One very popular view (as espoused by Max Tegmark) is that (quoting count_to_10) :
math works because the universe is based on math
http://www.scientificamerican.com/article/is-the-universe-made-of-math-excerpt/
https://en.wikipedia.org/wiki/Mathematical_universe_hypothesis
Such a view was common from the time of Pythagoras, through to Kepler and Newton, with attempts to find mystical mathematical patterns in nature, and the description of God as a Geometer.
An alternative view which is more "down to Earth" is that mathematics developed from the attempt to describe the world using numbers - not simply counting but also measuring (distance, angle, area, volume, weight, etc). This is obvious in the case of Geometry (literally, 'land measurement'). Trigonometry also developed for use in surveying, navigation and astronomy (in the latter case for predicting floods or auspicious astrological events). Probability was developed to answer questions about gambling. Calculus developed from trying to account for the shape of celestial orbits.
More recently, the mathematics of chaos arose from weather prediction, and fractal geometry from the practical question of measuring the length of a coastline.
Mathematics developed alongside and in part to serve science and technology, so it should not be surprising that it "works" in physics.
As Paul T points out, the issue was addressed by Eugene Wigner in a famous essay, "The Unreasonable Effectiveness of Mathematics in the Natural Sciences". http://www.maths.ed.ac.uk/~aar/papers/wigner.pdf
However, I think this description of "unreasonable effectiveness" clashes with the reality of mathematical physics.

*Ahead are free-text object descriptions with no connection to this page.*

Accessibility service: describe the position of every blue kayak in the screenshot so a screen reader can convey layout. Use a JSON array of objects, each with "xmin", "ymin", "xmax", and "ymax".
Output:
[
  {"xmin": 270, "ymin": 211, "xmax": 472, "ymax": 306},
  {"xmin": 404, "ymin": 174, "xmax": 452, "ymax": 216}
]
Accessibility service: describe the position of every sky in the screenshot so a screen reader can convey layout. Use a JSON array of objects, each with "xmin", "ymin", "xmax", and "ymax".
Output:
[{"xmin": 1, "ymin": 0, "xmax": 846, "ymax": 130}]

Take a look inside Landau & Lifschitz or any other graduate text in mathematical physics. Seeing the horrendous mathematics required to solve many differential equations (Fourier Transforms, Bessel Functions, etc), most of which have no analytical solution anyway, you might then question whether the description of "unreasonable effectiveness" is really appropriate. Even more so when you realise that this complex mathematics is still only an approximation to reality since the differential equations have themselves arisen only after making several simplifying assumptions.
In Quantum Mechanics only the most trivial problems can be solved analytically. Other problems are tractable only as "perturbations" of known solutions, or require summing infinite series of terms. In some fields special tricks like Renormalization and Regularization are needed to avoid the infinities in the mathematics.

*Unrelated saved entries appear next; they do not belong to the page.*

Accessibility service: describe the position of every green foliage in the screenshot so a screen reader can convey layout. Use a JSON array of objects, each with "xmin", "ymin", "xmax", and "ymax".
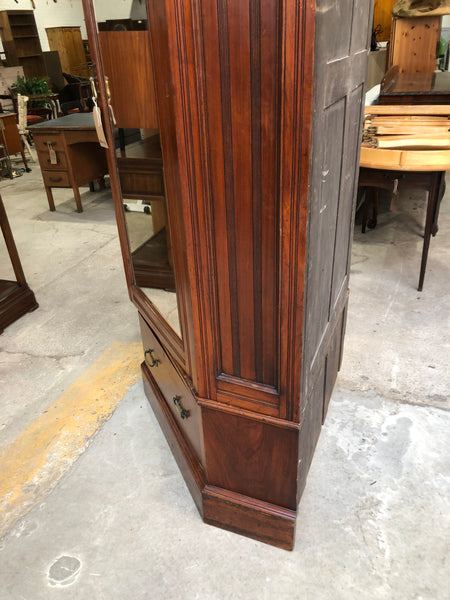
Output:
[
  {"xmin": 10, "ymin": 75, "xmax": 51, "ymax": 109},
  {"xmin": 10, "ymin": 75, "xmax": 51, "ymax": 96}
]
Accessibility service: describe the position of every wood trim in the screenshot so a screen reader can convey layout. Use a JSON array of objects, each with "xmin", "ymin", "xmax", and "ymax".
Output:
[
  {"xmin": 278, "ymin": 0, "xmax": 316, "ymax": 421},
  {"xmin": 198, "ymin": 397, "xmax": 300, "ymax": 432},
  {"xmin": 203, "ymin": 485, "xmax": 296, "ymax": 551},
  {"xmin": 216, "ymin": 374, "xmax": 280, "ymax": 415}
]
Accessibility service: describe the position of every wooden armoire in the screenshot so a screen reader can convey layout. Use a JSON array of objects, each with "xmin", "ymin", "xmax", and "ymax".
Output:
[{"xmin": 83, "ymin": 0, "xmax": 373, "ymax": 550}]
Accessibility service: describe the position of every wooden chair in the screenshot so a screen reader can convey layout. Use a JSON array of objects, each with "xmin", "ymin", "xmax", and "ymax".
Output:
[{"xmin": 16, "ymin": 94, "xmax": 37, "ymax": 163}]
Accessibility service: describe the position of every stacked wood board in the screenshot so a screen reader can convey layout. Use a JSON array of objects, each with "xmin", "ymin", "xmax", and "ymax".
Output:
[{"xmin": 361, "ymin": 105, "xmax": 450, "ymax": 171}]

The fact that linear algebra applies quite well in many macroscopic situations is due to the fact that many phenomena are approximately linear over the range of interest. Then empirical laws like Hooke's Law and Ohm's Law give sufficiently accurate results without making the calculations too difficult. The Law of Large Numbers, which is the basis of statistical mechanics, is also a great help in getting round the unpredictability at a molecular level.
In some cases, notably turbulence, although we can write the Navier-Stokes Equation - which again rests on simplifying assumptions - nobody has yet worked out how to solve it.
As dmckee says :
Think for a moment about what happens to proposed descriptions of reality whose math doesn't work for describing the system they pertain to. Kirchhoff's laws didn't end up in the texts because the man's name is fun to say.

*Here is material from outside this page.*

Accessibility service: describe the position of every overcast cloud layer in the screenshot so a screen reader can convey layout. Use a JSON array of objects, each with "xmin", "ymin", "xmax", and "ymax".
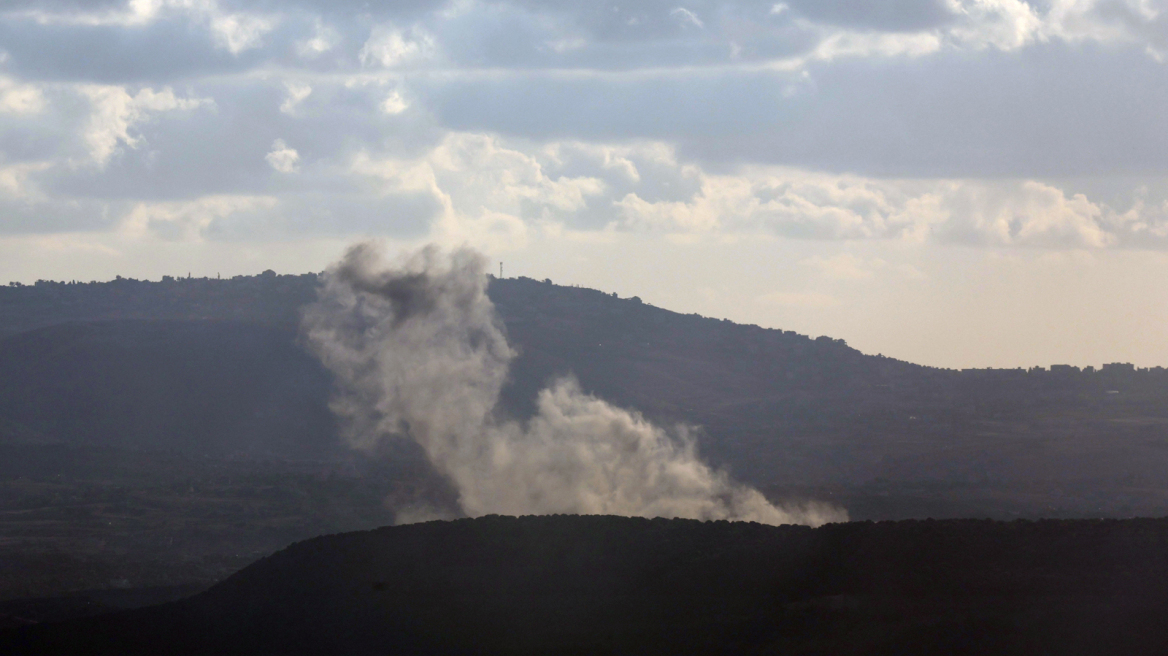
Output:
[{"xmin": 3, "ymin": 0, "xmax": 1168, "ymax": 368}]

When mathematics doesn't provide a solution to a physics problem, it is left out of the textbooks. Or we simplify until the problem is solvable. We concentrate on problems we can solve, and avoid those we can't. That leaves the impression that mathematics can solve every physics problem.
So in summary my answer is that :
- mathematics works in physics because it was developed for the purpose of describing the world, and
- it doesn't actually work anywhere near as well as some people make out.